The three important factors that one speaks of while talking market valuation are fundamental, technical, and market sentiment.
Remember understanding equity markets is very complicated if you wish to really do a scholarly kind of a study. Let us say you wish to understand the price movement of one company Tata Power. For this you need to understand what drives energy demand, whether the total power is sold in the free market, coal pricing internationally, competitors, price of competing fuel, etc.
Even after all this you could get the price movement of Tata Power wrong. Completely wrong because in one project in Mundhra they are trapped because of a pig headed government. It is so very difficult to predict the movement of the index (and unnecessary too).
Let us see the 3 factors -- fundamentals, technicals, and market sentiments.
Basically what drive prices in any market is demand and supply. So if the supply side is less and the demand is more, prices go up. This is what happened in 2003-2007.
A new animal called the FII came into the market and started buying. Increasing demand for shares drove prices up.
However when we talk of fundamentals we talk of : a) Earnings per share and (EPS) b) Price Earning (PE) ratio. a*b is the price stock price of that company.
Taking a running example, earnings per share is like practice: you need to keep doing it day in and day out. So companies keep working through out the year and arrive at the earning per share.
PE is like motivation: when you work hard, motivation goes up!! So companies which do well get a higher PE. This is a self-fulfilling prophesy!!
I have written just 2 lines about EPS and PE -- and you could actually do a PhD in each of the topics. Some valuation experts say that cash earned by a company per share is a better measure, and PE is also impacted by sentiment, etc.
In the context of this article, we will stick to these 2 lines only.
The technical factors are inflation, money supply / liquidity in the country and globally, government policy (will the RBI lend money against capital market assets or not), the willingness of people to be in this asset class (Indians predominantly prefer government guaranteed debt), economic strength of the markets, price expectations of other competitive products like precious metals, oil, currencies, demographics, trends, market penetration for equity products, etc.

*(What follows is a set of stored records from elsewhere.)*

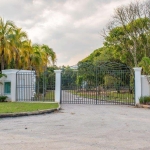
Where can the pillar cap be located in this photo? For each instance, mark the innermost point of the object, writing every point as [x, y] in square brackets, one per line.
[137, 68]
[57, 71]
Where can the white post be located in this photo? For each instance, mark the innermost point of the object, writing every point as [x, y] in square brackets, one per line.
[57, 85]
[138, 85]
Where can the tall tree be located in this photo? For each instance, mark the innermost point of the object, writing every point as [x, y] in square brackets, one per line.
[134, 21]
[5, 32]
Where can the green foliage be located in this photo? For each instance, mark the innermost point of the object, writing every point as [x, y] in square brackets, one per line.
[144, 99]
[3, 98]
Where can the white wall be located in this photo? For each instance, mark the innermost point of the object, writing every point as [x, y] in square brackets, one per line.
[11, 77]
[25, 89]
[145, 86]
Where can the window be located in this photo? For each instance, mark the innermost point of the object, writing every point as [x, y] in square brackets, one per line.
[7, 87]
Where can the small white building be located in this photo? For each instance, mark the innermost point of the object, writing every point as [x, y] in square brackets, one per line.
[18, 85]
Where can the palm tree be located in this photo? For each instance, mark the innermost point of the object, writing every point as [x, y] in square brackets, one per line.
[5, 34]
[18, 43]
[50, 54]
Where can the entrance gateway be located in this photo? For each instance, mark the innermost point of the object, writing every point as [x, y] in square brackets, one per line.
[101, 83]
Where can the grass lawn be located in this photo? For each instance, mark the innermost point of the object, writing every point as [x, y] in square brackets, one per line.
[109, 95]
[15, 107]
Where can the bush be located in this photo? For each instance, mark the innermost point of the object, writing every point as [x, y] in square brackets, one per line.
[3, 98]
[145, 100]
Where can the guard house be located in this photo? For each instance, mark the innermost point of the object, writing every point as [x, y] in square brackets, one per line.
[18, 85]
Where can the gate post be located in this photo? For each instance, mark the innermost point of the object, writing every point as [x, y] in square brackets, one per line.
[137, 71]
[57, 85]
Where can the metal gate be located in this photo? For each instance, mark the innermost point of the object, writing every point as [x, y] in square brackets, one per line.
[103, 83]
[31, 86]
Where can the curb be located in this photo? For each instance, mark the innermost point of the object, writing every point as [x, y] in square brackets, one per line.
[142, 106]
[46, 111]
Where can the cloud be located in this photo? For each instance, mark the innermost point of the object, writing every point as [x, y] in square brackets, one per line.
[72, 28]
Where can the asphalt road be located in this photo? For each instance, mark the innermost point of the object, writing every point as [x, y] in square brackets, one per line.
[79, 127]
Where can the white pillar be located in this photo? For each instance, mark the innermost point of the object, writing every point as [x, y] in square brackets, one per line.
[57, 85]
[138, 85]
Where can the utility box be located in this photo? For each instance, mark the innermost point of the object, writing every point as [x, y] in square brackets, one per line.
[18, 85]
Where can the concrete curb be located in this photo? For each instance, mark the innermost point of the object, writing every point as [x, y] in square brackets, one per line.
[46, 111]
[142, 106]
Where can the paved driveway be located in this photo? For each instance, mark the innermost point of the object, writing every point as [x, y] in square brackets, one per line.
[79, 127]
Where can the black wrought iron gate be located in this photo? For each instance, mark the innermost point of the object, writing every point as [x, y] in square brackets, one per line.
[104, 83]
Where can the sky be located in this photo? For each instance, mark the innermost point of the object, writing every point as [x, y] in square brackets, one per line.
[72, 28]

this is the collective feeling of all individuals -- the professional managers dealing with pension funds, insurance funds, ETF, etc. This is a very important factor but we are not in too much of a position to talk about this factor. We are just starting to understand this.
For example when there was news starting to trickle that Narendra Modi will become Prime Minister, the market started going up. Obviously, the market does not go up from the day of the swearing in ceremony!! I got into PSU shares like BHEL, NTPC, and EXITED when NaMo actually came in.
At that stage the speculators need to leave, so they sell increasing the supply pf shares and this pushes prices down. When we talk sentiment we talk about world sentiment -- Japan, US, EU, Oil prices, war by ISIS, etc.
However see what happens when one day the market goes down by 400, 500 or 800 points! Some idiot says 'Today Greece went down by 11 per cent but India went up 900 points', or 'Japan cut interest rates, Indian markets still went down' or 'RBI cut rates by just 0.25 per cent and therefore markets crashed'.